Ce qui ressort de l’ordinateur Eclipse est valable et mobilisable dans l’activité scientifique parce qu’il est prouvé – et ce qui est prouvé n’est plus à prouver – que l’ordinateur Eclipse produit des énoncés scientifiques. De la même façon ce qui ressort d’un monastère est valable et mobilisable dans une expérience du divin parce qu’un monastère produit des énoncés traditionnels. Par « terrain à boîte noire » nous désignons donc ces terrains qui, en préservant une certaine inaccessibilité, contribuent à produire des énoncés délestés de leur contexte d’élaboration. Les rouages d’une boîte noire sont d’une trop grande complexité : pour agir, l’acteur n’a rien besoin de connaître d’autre que ce qui sort de cette boîte noire monastique, autrement dit ce qu’elle produit et qui est indéniable. Le mystère préserve l’action car il ne la remet pas en doute. L’autorité de l’énoncé traditionnel vient donc de ce que la boîte noire est incontestable parce qu’elle est refermée. Ce qui donne pour les acteurs que nous rencontrons toute sa légitimité à une action se revendiquant de la tradition. Lorsque nous posons la question du sens de tel ou tel acte, nous nous entendons dire « parce que c’est la tradition ». Dans ces situations ethnographiques récurrentes sur un terrain monastique, a fortiori lorsqu’il y est question d’une « orthodoxie » des pratiques, l’expérience monastique s’appréhende au travers d’une exégèse des énoncés traditionnels.

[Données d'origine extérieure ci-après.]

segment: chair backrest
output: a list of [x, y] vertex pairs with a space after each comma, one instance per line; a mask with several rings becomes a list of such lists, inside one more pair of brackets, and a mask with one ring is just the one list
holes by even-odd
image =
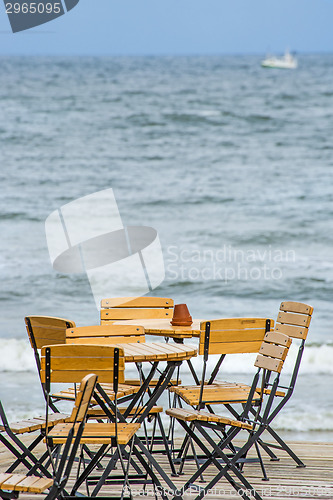
[[[280, 373], [287, 354], [284, 348], [289, 349], [292, 338], [301, 340], [289, 380], [289, 386], [284, 386], [284, 389], [287, 389], [287, 391], [284, 392], [284, 396], [275, 408], [274, 414], [280, 411], [294, 391], [312, 313], [313, 307], [308, 304], [291, 301], [281, 302], [274, 331], [265, 335], [260, 348], [256, 359], [256, 366], [262, 368], [270, 367], [272, 371]], [[268, 346], [267, 343], [270, 345]], [[273, 357], [275, 358], [274, 360], [272, 359]], [[268, 381], [266, 380], [266, 387], [268, 385]]]
[[24, 321], [34, 350], [45, 345], [64, 344], [66, 329], [75, 328], [74, 321], [53, 316], [27, 316]]
[[[50, 383], [78, 383], [89, 373], [98, 376], [99, 383], [114, 382], [115, 347], [107, 345], [51, 345], [42, 348], [41, 381], [49, 392]], [[125, 359], [119, 349], [119, 383], [125, 381]]]
[[90, 373], [89, 375], [85, 375], [83, 377], [76, 394], [74, 406], [69, 419], [70, 422], [82, 422], [86, 418], [96, 383], [97, 375], [95, 373]]
[[305, 340], [308, 335], [312, 313], [313, 307], [308, 304], [281, 302], [275, 331], [295, 339]]
[[288, 335], [276, 331], [267, 332], [254, 366], [281, 373], [291, 342], [292, 340]]
[[265, 336], [274, 325], [269, 318], [223, 318], [200, 324], [199, 354], [229, 354], [233, 352], [258, 352]]
[[24, 321], [40, 375], [39, 350], [45, 345], [65, 344], [66, 330], [67, 328], [75, 328], [75, 323], [69, 319], [54, 316], [27, 316]]
[[209, 354], [220, 354], [211, 372], [208, 384], [212, 384], [219, 372], [226, 354], [258, 352], [264, 335], [270, 330], [273, 320], [269, 318], [222, 318], [204, 321], [200, 324], [199, 354], [203, 354], [201, 383], [192, 372], [194, 380], [200, 384], [199, 407], [206, 384]]
[[[270, 421], [279, 413], [294, 391], [312, 313], [313, 307], [308, 304], [290, 301], [281, 302], [275, 328], [273, 331], [266, 333], [260, 347], [255, 366], [259, 369], [263, 369], [261, 398], [263, 398], [266, 391], [269, 395], [268, 399], [270, 400], [268, 404], [272, 404], [275, 395], [280, 398], [280, 402], [270, 414]], [[292, 338], [301, 339], [301, 343], [295, 359], [289, 386], [284, 385], [284, 392], [279, 394], [276, 392], [278, 388], [278, 378], [274, 382], [275, 385], [269, 383], [269, 378], [271, 372], [276, 372], [277, 375], [281, 373], [289, 347], [292, 343]], [[272, 389], [268, 389], [269, 386], [271, 386]]]
[[163, 297], [102, 299], [101, 324], [129, 319], [172, 319], [173, 306], [172, 299]]
[[[301, 302], [281, 302], [273, 331], [266, 333], [255, 366], [281, 372], [291, 339], [305, 341], [313, 307]], [[303, 342], [304, 343], [304, 342]]]
[[123, 344], [127, 342], [145, 342], [142, 326], [96, 325], [68, 328], [67, 344]]

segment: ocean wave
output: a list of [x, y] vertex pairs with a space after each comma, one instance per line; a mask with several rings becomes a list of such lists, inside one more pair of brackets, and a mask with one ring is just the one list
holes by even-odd
[[0, 372], [35, 372], [36, 362], [28, 340], [0, 340]]
[[[297, 344], [297, 341], [293, 342]], [[298, 353], [297, 345], [293, 345], [290, 349], [288, 357], [283, 367], [283, 375], [290, 375], [293, 372], [296, 356]], [[226, 356], [221, 367], [221, 374], [240, 373], [251, 374], [254, 373], [254, 361], [257, 354], [233, 354]], [[219, 356], [211, 355], [208, 360], [208, 373], [213, 370]], [[333, 374], [333, 345], [331, 343], [306, 345], [300, 366], [301, 374]], [[192, 364], [197, 373], [202, 369], [202, 358], [200, 356], [192, 359]]]
[[[196, 346], [192, 341], [192, 344]], [[297, 344], [297, 341], [294, 341]], [[283, 374], [290, 375], [293, 371], [297, 345], [293, 345], [283, 367]], [[208, 360], [208, 372], [212, 370], [219, 356], [211, 355]], [[255, 371], [255, 353], [233, 354], [226, 356], [221, 371], [223, 373], [250, 374]], [[305, 346], [300, 373], [304, 374], [333, 374], [333, 343], [315, 343]], [[192, 359], [197, 373], [202, 369], [202, 357]], [[130, 369], [130, 366], [128, 367]], [[35, 372], [36, 364], [33, 350], [25, 339], [0, 339], [0, 372]]]
[[297, 411], [286, 408], [274, 420], [274, 429], [294, 432], [333, 431], [333, 411], [316, 409], [316, 418], [313, 418], [313, 409]]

Se pose alors une question méthodologique cruciale : cette tradition constamment mobilisée pour justifier les actions que nous observons suffit-elle à comprendre les situations auxquelles nous assistons sur notre terrain ?

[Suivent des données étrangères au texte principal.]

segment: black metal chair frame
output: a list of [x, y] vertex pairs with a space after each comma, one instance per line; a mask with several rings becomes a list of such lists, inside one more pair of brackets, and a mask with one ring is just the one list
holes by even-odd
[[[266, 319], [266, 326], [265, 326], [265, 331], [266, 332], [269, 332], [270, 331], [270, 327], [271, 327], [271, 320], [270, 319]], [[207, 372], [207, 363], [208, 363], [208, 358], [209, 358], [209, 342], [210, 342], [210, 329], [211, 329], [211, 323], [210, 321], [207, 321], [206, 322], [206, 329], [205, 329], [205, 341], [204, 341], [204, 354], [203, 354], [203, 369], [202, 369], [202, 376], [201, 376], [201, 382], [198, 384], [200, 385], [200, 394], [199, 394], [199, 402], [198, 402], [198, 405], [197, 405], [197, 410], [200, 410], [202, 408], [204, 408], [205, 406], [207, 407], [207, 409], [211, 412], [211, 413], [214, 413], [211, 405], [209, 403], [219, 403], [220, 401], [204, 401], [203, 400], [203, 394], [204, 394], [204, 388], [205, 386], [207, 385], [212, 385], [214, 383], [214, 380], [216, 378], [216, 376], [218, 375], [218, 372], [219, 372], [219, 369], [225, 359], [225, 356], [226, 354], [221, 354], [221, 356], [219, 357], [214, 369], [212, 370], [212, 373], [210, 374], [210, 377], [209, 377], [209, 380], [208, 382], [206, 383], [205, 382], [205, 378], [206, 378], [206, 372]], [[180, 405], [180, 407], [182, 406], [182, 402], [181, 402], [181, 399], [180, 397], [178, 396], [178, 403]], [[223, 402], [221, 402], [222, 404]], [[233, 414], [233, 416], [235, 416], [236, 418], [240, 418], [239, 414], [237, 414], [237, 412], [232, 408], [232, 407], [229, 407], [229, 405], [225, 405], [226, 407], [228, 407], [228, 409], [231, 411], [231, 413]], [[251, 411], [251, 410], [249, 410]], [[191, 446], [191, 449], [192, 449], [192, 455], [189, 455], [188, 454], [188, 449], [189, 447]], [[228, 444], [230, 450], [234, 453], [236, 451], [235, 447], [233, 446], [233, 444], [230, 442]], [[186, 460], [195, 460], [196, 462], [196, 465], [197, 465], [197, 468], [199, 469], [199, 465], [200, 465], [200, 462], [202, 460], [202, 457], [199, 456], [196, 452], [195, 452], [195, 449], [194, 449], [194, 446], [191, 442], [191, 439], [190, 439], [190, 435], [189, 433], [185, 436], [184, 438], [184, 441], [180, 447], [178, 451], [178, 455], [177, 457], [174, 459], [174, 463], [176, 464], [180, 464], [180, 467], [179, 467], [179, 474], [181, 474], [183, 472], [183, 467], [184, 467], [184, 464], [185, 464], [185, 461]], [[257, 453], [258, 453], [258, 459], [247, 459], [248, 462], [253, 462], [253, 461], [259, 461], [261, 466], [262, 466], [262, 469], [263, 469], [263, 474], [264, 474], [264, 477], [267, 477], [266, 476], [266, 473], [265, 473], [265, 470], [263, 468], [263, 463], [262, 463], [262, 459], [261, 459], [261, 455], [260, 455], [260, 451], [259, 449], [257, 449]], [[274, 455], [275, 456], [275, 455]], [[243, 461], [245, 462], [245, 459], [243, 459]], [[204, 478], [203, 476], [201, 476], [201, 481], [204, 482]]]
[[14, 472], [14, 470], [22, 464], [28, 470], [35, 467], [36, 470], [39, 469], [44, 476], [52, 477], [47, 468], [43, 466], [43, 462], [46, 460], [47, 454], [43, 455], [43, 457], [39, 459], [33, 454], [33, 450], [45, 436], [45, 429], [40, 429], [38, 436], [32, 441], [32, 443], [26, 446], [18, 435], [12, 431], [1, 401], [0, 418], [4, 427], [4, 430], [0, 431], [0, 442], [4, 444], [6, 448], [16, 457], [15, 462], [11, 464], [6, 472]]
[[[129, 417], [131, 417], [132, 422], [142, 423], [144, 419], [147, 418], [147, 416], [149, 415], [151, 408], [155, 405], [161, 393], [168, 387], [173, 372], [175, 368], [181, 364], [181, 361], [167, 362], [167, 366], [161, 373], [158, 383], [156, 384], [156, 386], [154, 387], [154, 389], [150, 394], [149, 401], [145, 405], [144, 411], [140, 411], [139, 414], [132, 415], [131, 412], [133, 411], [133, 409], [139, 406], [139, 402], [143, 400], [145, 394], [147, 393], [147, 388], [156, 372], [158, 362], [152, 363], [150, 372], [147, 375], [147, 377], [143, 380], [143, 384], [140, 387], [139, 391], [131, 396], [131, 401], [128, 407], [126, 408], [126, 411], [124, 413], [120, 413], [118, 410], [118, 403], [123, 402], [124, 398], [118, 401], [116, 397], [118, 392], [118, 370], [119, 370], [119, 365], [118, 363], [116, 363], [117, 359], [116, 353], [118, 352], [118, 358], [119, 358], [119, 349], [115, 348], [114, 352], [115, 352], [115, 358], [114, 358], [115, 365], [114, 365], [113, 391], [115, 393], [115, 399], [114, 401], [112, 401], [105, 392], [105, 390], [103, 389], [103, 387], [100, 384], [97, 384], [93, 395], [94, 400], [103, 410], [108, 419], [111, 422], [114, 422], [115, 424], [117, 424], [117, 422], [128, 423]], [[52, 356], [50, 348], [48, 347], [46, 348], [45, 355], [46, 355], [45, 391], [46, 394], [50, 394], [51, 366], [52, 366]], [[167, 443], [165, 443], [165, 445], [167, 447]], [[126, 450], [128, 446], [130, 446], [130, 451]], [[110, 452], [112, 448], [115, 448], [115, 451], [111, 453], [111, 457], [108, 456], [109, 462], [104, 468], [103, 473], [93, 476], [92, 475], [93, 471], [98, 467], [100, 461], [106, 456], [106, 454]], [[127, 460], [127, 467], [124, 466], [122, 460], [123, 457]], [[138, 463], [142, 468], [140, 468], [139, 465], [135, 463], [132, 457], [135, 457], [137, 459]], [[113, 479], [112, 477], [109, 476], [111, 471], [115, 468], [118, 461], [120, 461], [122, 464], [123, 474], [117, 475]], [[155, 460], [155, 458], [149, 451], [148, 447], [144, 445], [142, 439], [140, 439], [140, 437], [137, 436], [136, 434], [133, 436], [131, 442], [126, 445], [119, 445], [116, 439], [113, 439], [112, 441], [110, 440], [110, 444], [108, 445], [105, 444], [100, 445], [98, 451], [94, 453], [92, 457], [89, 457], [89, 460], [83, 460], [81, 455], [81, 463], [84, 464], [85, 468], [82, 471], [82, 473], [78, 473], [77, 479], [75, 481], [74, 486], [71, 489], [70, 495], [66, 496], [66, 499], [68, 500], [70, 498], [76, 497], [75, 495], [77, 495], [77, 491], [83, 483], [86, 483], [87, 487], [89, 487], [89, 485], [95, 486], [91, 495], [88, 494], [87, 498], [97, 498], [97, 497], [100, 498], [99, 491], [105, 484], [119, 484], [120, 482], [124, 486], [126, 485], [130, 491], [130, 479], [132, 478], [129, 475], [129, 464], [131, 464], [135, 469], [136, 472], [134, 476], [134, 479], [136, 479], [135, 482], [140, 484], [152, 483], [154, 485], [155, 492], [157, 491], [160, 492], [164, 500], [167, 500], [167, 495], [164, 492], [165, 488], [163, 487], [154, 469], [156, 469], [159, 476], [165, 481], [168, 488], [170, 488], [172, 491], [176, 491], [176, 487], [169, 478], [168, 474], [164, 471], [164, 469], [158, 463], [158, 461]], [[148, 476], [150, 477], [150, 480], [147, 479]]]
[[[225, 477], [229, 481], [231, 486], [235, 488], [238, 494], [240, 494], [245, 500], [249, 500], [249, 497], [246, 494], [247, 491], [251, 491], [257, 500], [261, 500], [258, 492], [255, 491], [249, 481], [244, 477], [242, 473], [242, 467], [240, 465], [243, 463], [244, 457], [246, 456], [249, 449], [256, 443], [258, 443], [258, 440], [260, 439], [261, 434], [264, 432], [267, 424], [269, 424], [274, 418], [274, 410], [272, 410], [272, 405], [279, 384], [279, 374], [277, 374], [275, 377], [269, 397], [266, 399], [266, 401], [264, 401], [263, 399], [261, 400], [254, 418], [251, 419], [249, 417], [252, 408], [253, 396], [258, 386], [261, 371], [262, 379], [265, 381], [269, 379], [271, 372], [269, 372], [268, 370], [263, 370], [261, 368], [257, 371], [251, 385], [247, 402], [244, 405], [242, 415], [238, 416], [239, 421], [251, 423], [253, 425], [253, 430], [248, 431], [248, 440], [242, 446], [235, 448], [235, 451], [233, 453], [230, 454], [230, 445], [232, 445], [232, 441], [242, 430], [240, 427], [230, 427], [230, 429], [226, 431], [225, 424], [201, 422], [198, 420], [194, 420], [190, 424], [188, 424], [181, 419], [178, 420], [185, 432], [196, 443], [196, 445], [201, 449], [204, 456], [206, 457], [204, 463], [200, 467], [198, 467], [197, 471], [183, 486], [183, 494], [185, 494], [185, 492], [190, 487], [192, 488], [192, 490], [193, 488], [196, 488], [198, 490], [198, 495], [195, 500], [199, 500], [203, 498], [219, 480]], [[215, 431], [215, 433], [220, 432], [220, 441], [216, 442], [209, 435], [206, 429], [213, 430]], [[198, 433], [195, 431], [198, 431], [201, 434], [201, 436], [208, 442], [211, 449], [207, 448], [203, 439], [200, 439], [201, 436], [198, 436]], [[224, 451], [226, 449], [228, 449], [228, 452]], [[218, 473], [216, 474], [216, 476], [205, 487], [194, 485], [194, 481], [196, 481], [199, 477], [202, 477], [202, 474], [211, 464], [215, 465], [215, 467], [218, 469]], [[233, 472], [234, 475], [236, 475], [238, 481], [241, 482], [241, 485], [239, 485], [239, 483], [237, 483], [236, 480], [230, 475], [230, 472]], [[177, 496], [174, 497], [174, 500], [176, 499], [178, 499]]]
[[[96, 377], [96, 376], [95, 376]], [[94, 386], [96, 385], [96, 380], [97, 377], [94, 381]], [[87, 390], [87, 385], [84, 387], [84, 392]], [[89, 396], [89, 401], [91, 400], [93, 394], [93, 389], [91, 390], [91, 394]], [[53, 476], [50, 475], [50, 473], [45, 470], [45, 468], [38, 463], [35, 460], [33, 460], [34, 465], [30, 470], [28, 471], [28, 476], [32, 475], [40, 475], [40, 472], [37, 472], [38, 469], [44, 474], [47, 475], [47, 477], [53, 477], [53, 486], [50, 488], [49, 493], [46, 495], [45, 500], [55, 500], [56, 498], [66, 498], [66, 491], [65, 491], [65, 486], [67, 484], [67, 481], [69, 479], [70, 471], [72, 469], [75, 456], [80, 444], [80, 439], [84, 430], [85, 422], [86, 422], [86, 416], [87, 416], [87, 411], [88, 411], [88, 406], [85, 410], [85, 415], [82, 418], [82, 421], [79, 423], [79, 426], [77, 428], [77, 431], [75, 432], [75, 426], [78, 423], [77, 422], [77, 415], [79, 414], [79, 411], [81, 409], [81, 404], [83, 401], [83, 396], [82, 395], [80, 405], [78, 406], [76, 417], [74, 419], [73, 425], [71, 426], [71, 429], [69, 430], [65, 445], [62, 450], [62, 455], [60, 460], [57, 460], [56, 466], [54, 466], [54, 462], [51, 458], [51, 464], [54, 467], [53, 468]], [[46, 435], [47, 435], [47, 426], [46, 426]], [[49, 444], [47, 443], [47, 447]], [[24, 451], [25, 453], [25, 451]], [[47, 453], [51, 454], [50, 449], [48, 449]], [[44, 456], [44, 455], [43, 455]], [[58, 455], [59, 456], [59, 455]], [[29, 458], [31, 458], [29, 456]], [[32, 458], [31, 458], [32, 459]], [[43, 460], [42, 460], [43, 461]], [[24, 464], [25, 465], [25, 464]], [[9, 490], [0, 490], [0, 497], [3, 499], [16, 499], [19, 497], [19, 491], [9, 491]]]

De retour de son terrain, l’ethnologue doit faire le tri dans ses observations pour définir les données ethnographiques qui lui permettront de construire son discours. Il ne retient de celles-ci que ce qu’il juge « représentatif » d’une culture, autrement dit les situations ethnographiques susceptibles d’être mises en relation avec un univers de représentations. A ce moment-là le fait ethnologique devient significatif dans la mesure où l’ethnologue y voit le reflet des singularités d’une culture. Ce que cherche l’ethnologue dans une situation spécifique, c’est ce qu’elle dit d’une structure sociale ou d’une culture dans son ensemble. Ce qui l’intéresse dans les gestes d’un acteur, c’est ce qu’ils disent de la catégorie socioculturelle à laquelle il appartient. Les situations dans ce qu’elles présentent de singulier courent alors le risque d’être écrasées sous le poids des représentations culturelles (ou de l’infrastructure inconsciente, selon) que l’ethnologue cherche à faire ressortir. A ce sujet, Albert Piette constate que « l’observation ethnologique inspirée du modèle culturaliste et l’opération de réduction structurale constituent encore aujourd’hui deux piliers qui semblent incontournables. Et pourtant la pression qu’ils exercent sur le savoir-faire ethnographique est telle qu’elle menace son objectif anthropologique de respecter la singularité des êtres humains et l’indétermination de la vie sociale. C’est précisément le mode d’être des hommes que l’ethnographie pourrait redécouvrir. Mais, à cet effet, elle doit pratiquer un décentrement par rapport aux modalités actuelles de mise en perspective socio-culturaliste » 165 . La « mise en perspective socio-culturaliste » présente un risque : celle d’enfermer les situations ethnographiques dans les enjeux directement significatifs de celles-ci. Dans notre cas, il s’agirait de limiter l’action monastique à ce qu’en dit la tradition, et de ne voir en celle-ci qu’une répétition ou une mise en œuvre de celle-là.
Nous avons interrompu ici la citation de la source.